# Grind for French Press - pictures



## GazRef (Dec 30, 2019)

Learned peoples,

Need some grind size help. I bought a bag pre ground from a roaster and It was finder than I expected. I copied the grind but never got results I was happy with. So settled on the hof method total brew time 10-12 mins 45g/750ml.

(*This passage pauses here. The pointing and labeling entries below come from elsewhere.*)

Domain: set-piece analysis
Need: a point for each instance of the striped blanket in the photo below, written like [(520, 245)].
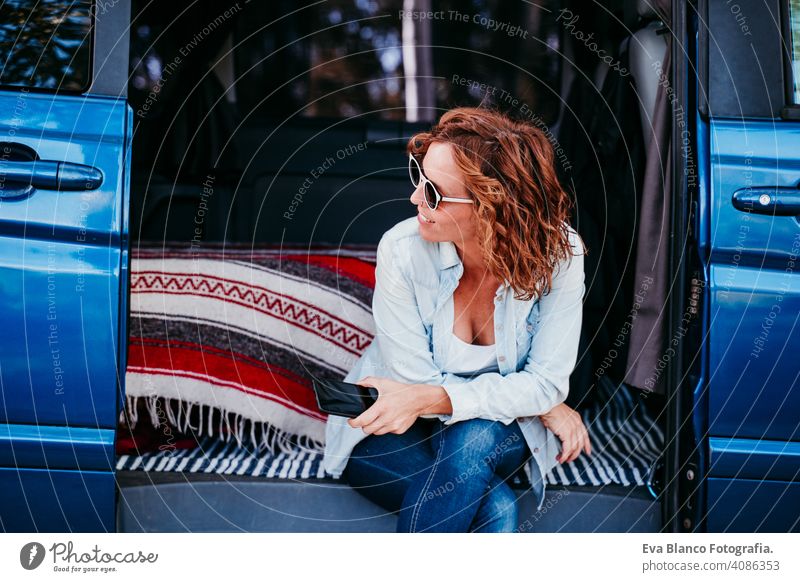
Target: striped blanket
[(626, 441), (223, 346), (225, 341)]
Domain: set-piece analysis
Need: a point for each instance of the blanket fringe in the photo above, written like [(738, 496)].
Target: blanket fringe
[(177, 413)]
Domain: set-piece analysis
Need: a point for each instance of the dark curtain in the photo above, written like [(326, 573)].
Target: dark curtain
[(182, 122), (649, 334), (603, 135)]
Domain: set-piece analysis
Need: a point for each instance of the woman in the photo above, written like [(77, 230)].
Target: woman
[(477, 309)]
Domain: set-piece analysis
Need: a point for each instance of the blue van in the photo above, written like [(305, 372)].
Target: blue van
[(128, 107)]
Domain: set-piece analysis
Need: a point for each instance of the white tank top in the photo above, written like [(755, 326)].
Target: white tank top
[(465, 358)]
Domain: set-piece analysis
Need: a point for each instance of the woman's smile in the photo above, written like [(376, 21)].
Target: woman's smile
[(423, 220)]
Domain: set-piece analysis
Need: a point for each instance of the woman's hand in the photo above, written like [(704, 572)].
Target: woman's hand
[(396, 409), (568, 426)]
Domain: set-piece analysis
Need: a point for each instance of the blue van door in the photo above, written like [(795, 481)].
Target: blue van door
[(750, 223), (64, 148)]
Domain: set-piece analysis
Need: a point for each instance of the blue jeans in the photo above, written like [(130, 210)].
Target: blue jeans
[(443, 478)]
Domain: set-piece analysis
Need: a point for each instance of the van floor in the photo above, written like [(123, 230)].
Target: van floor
[(223, 487), (193, 502)]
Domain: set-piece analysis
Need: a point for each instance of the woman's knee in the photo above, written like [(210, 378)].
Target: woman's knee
[(498, 511), (477, 440)]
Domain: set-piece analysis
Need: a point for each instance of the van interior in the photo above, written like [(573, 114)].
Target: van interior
[(253, 97)]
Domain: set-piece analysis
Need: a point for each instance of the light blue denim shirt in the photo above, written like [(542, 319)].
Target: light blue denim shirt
[(536, 342)]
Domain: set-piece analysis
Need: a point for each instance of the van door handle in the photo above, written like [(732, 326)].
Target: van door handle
[(47, 175), (773, 200)]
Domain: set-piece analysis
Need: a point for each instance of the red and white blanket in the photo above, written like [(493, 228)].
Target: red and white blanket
[(225, 339)]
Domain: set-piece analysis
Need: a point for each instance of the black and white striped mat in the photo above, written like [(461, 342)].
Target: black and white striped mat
[(625, 443)]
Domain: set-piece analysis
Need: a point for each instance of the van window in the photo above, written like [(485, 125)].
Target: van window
[(341, 59), (46, 44), (794, 29)]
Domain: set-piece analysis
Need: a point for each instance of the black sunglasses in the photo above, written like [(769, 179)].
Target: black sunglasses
[(432, 196)]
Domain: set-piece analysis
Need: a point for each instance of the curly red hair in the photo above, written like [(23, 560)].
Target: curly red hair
[(521, 208)]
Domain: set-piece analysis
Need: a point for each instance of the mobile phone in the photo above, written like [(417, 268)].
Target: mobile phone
[(343, 398)]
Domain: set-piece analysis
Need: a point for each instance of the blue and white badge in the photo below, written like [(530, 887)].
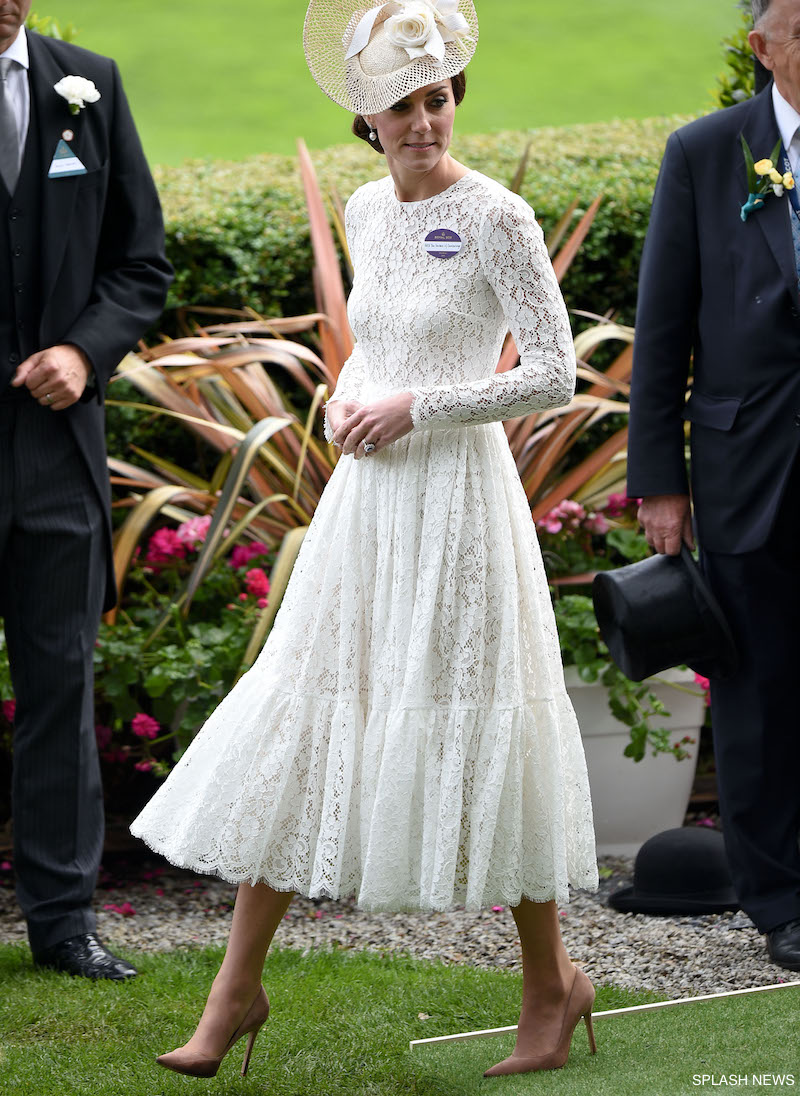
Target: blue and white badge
[(65, 162), (443, 243)]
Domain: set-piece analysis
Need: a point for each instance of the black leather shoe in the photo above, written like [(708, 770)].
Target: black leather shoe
[(784, 945), (87, 957)]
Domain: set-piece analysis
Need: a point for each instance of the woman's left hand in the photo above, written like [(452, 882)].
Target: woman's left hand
[(378, 423)]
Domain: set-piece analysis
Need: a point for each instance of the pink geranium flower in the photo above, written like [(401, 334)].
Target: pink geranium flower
[(596, 523), (145, 727), (242, 554), (194, 532), (164, 546), (705, 684), (256, 582)]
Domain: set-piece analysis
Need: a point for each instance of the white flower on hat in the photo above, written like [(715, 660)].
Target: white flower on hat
[(78, 91), (414, 30), (422, 27)]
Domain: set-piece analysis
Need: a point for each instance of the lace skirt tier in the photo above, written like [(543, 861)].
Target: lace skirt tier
[(406, 734)]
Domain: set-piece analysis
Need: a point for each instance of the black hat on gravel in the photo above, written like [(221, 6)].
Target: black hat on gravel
[(680, 871), (661, 613)]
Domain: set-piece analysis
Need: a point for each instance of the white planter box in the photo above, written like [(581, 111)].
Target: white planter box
[(633, 800)]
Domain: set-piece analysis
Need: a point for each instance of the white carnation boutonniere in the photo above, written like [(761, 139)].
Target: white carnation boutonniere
[(764, 179), (78, 91)]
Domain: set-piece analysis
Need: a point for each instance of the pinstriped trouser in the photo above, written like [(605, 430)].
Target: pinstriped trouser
[(52, 583)]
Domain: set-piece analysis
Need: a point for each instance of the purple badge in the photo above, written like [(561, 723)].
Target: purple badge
[(443, 243)]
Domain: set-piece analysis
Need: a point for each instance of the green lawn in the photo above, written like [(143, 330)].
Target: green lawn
[(341, 1024), (229, 80)]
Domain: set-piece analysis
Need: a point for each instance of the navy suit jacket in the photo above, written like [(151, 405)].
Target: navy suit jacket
[(103, 271), (722, 294)]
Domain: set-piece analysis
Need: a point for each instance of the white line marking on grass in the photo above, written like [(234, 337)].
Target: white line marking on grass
[(415, 1043)]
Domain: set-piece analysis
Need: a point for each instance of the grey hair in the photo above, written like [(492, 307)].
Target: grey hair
[(760, 10)]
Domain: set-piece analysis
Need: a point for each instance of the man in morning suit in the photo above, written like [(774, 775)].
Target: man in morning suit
[(82, 275), (723, 290)]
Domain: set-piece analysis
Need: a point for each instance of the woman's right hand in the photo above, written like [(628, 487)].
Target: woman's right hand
[(339, 410)]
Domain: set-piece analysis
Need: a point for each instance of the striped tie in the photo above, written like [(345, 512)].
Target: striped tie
[(9, 133)]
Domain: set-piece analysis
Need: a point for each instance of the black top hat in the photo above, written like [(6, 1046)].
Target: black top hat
[(680, 871), (661, 613)]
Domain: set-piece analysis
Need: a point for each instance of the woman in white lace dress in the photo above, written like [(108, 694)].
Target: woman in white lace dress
[(406, 734)]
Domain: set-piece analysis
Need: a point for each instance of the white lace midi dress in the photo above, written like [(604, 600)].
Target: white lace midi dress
[(406, 734)]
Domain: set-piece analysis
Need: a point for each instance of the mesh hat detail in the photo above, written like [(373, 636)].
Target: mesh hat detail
[(367, 57)]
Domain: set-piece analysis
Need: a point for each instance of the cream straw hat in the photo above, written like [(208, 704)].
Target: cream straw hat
[(367, 57)]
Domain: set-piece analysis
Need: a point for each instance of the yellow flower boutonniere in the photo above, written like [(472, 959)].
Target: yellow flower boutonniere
[(764, 179)]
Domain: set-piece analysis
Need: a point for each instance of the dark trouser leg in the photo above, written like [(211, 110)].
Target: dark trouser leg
[(756, 737), (52, 583)]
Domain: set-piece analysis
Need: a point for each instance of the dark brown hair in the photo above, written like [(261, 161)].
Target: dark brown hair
[(362, 129)]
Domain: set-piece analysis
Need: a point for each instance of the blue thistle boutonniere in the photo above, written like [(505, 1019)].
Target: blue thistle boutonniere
[(764, 179)]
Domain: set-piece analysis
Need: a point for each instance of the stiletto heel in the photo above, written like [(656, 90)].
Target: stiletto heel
[(590, 1031), (579, 1006), (249, 1051), (203, 1065)]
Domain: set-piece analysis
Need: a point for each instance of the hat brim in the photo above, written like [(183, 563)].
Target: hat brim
[(328, 31), (626, 900), (661, 613)]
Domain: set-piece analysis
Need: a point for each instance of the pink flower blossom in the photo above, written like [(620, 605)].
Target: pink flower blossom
[(256, 582), (242, 554), (194, 532), (705, 684), (145, 727), (103, 735), (596, 523), (616, 505), (164, 546)]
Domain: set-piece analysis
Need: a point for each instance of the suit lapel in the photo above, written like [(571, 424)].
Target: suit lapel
[(52, 117), (761, 132)]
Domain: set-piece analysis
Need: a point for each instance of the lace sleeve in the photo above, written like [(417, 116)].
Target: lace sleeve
[(516, 264), (349, 386)]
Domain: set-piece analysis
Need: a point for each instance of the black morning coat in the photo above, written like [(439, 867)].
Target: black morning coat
[(727, 292), (104, 274)]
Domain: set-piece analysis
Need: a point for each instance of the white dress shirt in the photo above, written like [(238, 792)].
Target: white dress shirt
[(16, 84), (788, 127)]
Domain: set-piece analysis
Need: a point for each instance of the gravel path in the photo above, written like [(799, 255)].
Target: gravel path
[(672, 956)]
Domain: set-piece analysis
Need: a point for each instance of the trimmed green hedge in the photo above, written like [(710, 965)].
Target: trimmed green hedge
[(238, 236)]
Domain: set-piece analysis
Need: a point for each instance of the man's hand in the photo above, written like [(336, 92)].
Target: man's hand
[(666, 520), (56, 377), (379, 423)]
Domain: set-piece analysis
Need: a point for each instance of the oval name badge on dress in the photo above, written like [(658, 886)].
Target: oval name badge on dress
[(443, 243)]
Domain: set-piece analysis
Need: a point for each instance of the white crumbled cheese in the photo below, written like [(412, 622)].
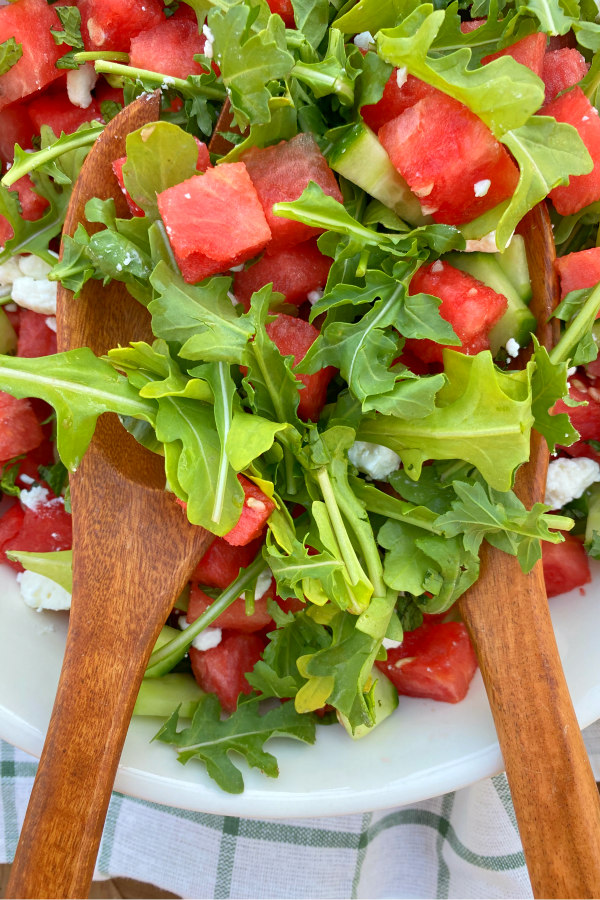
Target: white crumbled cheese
[(401, 76), (364, 40), (207, 639), (512, 348), (34, 294), (34, 498), (568, 478), (40, 592), (79, 85), (33, 266), (375, 460), (482, 187), (389, 644), (210, 40)]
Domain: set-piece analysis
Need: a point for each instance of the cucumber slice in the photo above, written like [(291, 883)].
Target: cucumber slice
[(386, 701), (357, 155), (514, 263), (518, 321), (8, 338)]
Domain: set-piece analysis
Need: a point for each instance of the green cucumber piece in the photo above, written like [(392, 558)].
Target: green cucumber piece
[(8, 337), (514, 263), (357, 155), (386, 700), (518, 321)]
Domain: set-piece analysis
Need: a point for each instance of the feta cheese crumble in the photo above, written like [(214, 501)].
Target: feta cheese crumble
[(40, 592), (376, 461), (568, 478)]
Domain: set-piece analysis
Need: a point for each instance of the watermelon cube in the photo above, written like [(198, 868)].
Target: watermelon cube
[(35, 337), (169, 47), (222, 669), (578, 270), (56, 110), (575, 109), (20, 430), (449, 159), (29, 22), (32, 207), (222, 562), (111, 24), (565, 565), (15, 128), (294, 272), (293, 337), (256, 510), (562, 69), (280, 174), (529, 51), (471, 307), (400, 92), (214, 221), (436, 661)]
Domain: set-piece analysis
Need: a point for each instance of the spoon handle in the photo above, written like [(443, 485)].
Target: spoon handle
[(556, 800)]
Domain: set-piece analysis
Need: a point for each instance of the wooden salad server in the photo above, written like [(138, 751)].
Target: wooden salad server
[(556, 800), (133, 552)]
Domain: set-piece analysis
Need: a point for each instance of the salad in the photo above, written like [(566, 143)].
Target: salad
[(343, 380)]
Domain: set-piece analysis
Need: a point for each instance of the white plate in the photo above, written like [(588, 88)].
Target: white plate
[(423, 750)]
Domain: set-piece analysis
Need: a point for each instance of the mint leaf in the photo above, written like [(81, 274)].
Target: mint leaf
[(211, 739)]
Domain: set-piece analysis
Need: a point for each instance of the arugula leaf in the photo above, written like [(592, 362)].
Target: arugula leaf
[(70, 19), (504, 94), (80, 387), (211, 739), (10, 53), (482, 416), (249, 62)]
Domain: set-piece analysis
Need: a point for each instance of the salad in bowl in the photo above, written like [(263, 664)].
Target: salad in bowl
[(325, 226)]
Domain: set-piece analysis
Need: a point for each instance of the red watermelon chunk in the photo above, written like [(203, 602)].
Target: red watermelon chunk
[(471, 307), (293, 337), (46, 525), (400, 92), (111, 24), (565, 565), (436, 661), (32, 207), (20, 430), (214, 221), (561, 70), (15, 128), (29, 22), (222, 562), (256, 510), (222, 670), (280, 174), (449, 159), (57, 111), (294, 272), (529, 51), (169, 47), (35, 337), (575, 109), (578, 270)]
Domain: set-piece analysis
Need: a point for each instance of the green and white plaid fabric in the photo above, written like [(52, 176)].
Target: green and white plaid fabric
[(463, 844)]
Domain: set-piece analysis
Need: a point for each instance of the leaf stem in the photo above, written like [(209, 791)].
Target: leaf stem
[(167, 656)]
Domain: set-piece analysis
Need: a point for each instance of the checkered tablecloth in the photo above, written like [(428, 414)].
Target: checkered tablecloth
[(464, 844)]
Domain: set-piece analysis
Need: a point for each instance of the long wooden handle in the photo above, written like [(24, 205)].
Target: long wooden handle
[(108, 644)]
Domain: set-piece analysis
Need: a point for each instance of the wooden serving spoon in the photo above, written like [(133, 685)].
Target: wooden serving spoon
[(556, 800), (133, 552)]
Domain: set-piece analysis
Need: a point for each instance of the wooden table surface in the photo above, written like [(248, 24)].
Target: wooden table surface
[(108, 890)]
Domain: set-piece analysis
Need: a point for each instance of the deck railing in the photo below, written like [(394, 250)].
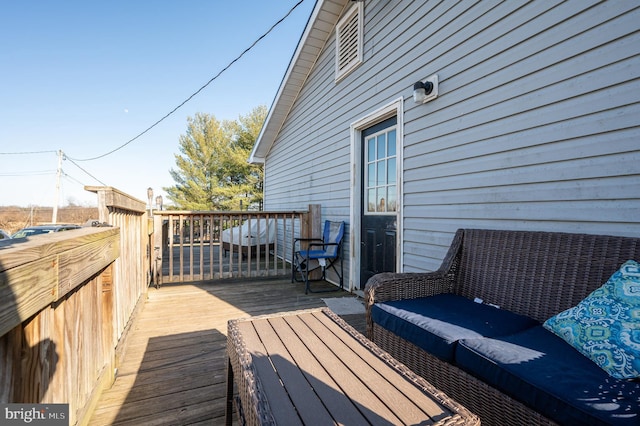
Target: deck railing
[(195, 246)]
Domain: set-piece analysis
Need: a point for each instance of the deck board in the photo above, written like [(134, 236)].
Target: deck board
[(174, 367)]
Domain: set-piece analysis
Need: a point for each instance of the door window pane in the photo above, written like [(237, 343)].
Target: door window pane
[(381, 172), (391, 144), (371, 149)]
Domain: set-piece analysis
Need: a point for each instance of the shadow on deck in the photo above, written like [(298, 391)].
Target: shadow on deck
[(174, 367)]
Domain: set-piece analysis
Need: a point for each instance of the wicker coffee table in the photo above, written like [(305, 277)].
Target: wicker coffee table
[(310, 367)]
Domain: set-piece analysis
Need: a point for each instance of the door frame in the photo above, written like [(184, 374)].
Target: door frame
[(393, 108)]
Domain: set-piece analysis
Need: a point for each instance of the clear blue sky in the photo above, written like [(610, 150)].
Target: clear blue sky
[(85, 77)]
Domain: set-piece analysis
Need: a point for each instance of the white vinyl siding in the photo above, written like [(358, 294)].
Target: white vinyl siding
[(536, 127)]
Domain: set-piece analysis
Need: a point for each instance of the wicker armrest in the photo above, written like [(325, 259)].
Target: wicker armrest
[(390, 286)]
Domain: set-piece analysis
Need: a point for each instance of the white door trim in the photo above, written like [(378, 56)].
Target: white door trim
[(393, 108)]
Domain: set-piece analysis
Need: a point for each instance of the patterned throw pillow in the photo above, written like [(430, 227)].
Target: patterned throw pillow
[(605, 326)]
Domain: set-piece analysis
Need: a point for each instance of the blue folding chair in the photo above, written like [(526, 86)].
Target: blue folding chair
[(319, 254)]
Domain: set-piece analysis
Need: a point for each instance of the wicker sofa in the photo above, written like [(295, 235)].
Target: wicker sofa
[(532, 275)]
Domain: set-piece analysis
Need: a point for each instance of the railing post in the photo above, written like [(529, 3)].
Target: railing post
[(314, 230), (158, 243)]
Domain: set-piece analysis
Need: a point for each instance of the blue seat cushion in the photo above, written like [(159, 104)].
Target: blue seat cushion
[(541, 370), (436, 323)]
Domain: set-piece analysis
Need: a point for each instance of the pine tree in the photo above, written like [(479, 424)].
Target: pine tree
[(212, 170)]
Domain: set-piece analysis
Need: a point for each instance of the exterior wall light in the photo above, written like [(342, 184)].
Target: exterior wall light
[(425, 90)]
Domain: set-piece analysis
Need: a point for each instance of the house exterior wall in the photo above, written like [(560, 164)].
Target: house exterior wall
[(536, 125)]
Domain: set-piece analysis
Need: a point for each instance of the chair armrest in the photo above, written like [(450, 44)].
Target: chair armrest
[(297, 242)]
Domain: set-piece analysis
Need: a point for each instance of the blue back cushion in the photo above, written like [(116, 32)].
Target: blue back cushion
[(541, 370), (436, 323)]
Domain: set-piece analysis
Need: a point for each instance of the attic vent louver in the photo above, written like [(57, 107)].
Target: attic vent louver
[(349, 41)]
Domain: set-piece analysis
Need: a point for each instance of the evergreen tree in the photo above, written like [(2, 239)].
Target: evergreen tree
[(212, 170)]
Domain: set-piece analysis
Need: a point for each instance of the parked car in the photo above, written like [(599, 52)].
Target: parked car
[(43, 229)]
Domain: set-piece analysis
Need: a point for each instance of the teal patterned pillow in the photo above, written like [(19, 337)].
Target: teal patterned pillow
[(605, 326)]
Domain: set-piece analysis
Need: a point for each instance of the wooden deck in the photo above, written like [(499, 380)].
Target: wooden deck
[(173, 370)]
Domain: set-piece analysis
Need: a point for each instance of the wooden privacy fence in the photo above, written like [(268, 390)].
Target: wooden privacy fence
[(57, 302), (193, 246), (66, 301)]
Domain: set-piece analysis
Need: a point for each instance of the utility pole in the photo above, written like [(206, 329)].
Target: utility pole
[(54, 216)]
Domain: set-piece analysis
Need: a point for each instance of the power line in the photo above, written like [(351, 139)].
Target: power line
[(197, 91), (76, 164), (28, 152)]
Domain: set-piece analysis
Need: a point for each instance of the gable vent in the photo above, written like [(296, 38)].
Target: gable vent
[(349, 41)]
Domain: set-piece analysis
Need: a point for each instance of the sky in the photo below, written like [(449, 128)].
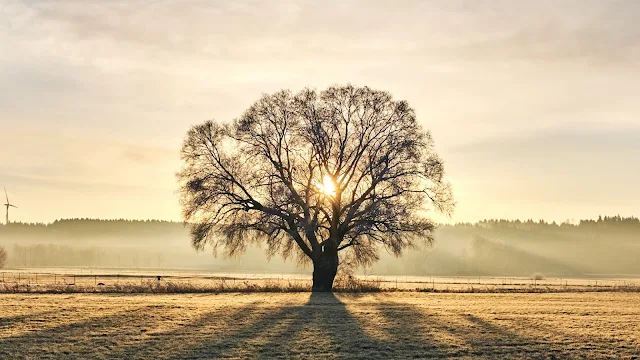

Using a niche.

1st pic - is 50 on the niche dial

2nd pic - 12 o clock position in between 50 - 0

3rd pick - all the way back round to zero.

Thoughts from eyeballing which grind looks best?


----------



## MWJB (Feb 28, 2012)

How big is your press, what is it made of & how long do you intend to steep?

There isn't a single grind size for French press & most people grind too coarse, unless you like under-extracted coffee (acidic).


----------



## The Systemic Kid (Nov 23, 2012)

Go by taste. You have a few options. You could grind finer if you feel the brew is weak. You could increase the dose per volume of water you are using. Or you could try a longer steep. Really long steeps work well in a cafetiere. Anything up to 30-40mins. All you need to do is wrap the cafetiere in something to keep it warm and insulated. You will be surprised how hot it will be after 30mins.


----------



## DavecUK (Aug 6, 2013)

Mark always said you can't really steep for too long....unless it goes cold I suppose


----------



## Blue_Cafe (Jun 22, 2020)

The Systemic Kid said:


> Go by taste. You have a few options. You could grind finer if you feel the brew is weak. You could increase the dose per volume of water you are using. Or you could try a longer steep. Really long steeps work well in a cafetiere. Anything up to 30-40mins. All you need to do is wrap the cafetiere in something to keep it warm and insulated. You will be surprised how hot it will be after 30mins.


 My Tesco double wall yoke is good for keeping coffee warm


----------



## MWJB (Feb 28, 2012)

GazRef said:


> Learned peoples,
> 
> Need some grind size help. I bought a bag pre ground from a roaster and It was finder than I expected. I copied the grind but never got results I was happy with. So settled on the hof method total brew time 10-12 mins 45g/750ml. Using a niche.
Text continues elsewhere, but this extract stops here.